宮家邦彦のWorld Watch

左傾化「全共闘世代」の無責任政治 ようやく真っ当な国になり始めた日本を次代に継ぐことこそ「ノンポリ前期世代」の責任だ

 出席する分科会の直前に60年代生まれのモデレーターから面白い話を聞いた。参加者の中核は1955年(昭和30年)生まれ以降の「ノンポリ(政治的無関心)」世代後期のいわゆる「バブル」世代だという。なるほど、筆者が大学に入った73年当時、一部の大学を除き学生運動は既に下火となっていた。筆者より前が全共闘世代、後がノンポリ世代というわけだ。60年安保の世代から長く続いた戦後日本の左傾化は全共闘世代で終わった。それ以降は政治的に中立のノンポリ世代・バブル世代が続き、ロスジェネ世代以降は若者の政治的保守化が進んでいるとの分析もある。

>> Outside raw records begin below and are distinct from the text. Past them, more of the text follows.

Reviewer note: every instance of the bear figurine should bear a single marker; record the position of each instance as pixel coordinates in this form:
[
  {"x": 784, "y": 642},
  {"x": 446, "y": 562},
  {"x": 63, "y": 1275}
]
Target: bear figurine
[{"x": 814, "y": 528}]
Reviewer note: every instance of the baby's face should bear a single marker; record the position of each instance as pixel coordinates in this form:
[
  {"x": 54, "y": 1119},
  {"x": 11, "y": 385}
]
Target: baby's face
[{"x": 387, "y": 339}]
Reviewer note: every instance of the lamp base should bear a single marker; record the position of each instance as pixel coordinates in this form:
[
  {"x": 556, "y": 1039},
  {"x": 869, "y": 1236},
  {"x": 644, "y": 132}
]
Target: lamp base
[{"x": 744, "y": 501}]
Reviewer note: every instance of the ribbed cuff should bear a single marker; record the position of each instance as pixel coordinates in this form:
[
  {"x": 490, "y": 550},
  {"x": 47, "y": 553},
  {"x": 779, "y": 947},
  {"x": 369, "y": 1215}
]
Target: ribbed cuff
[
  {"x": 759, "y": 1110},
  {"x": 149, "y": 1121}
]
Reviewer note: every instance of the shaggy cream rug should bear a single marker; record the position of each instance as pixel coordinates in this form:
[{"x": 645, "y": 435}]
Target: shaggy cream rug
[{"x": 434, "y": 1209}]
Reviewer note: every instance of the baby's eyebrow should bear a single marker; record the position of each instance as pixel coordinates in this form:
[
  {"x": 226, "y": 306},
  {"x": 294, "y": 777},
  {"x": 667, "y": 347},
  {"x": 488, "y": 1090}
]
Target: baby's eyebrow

 米国にも似たような流れがあった。戦後ベビーブーマーの中でリベラルと保守に鋭く分裂したのがベトナム戦争期に高校生・大学生だったベトナム世代だ。彼らは日本の全共闘世代にほぼ相当する。これに続くのがミー世代(X世代)、60~80年代生まれの彼らは政治的無関心と個人主義的傾向が特徴だ。さらに21世紀に成人・社会人となった80~2000年代生まれはミレニアム世代(Y世代)と呼ばれる。情報・ITに優れ、自己中心的だが保守的で、他者の多様な価値観を受け入れる傾向がある。日本ではポスト団塊ジュニアの世代だろう。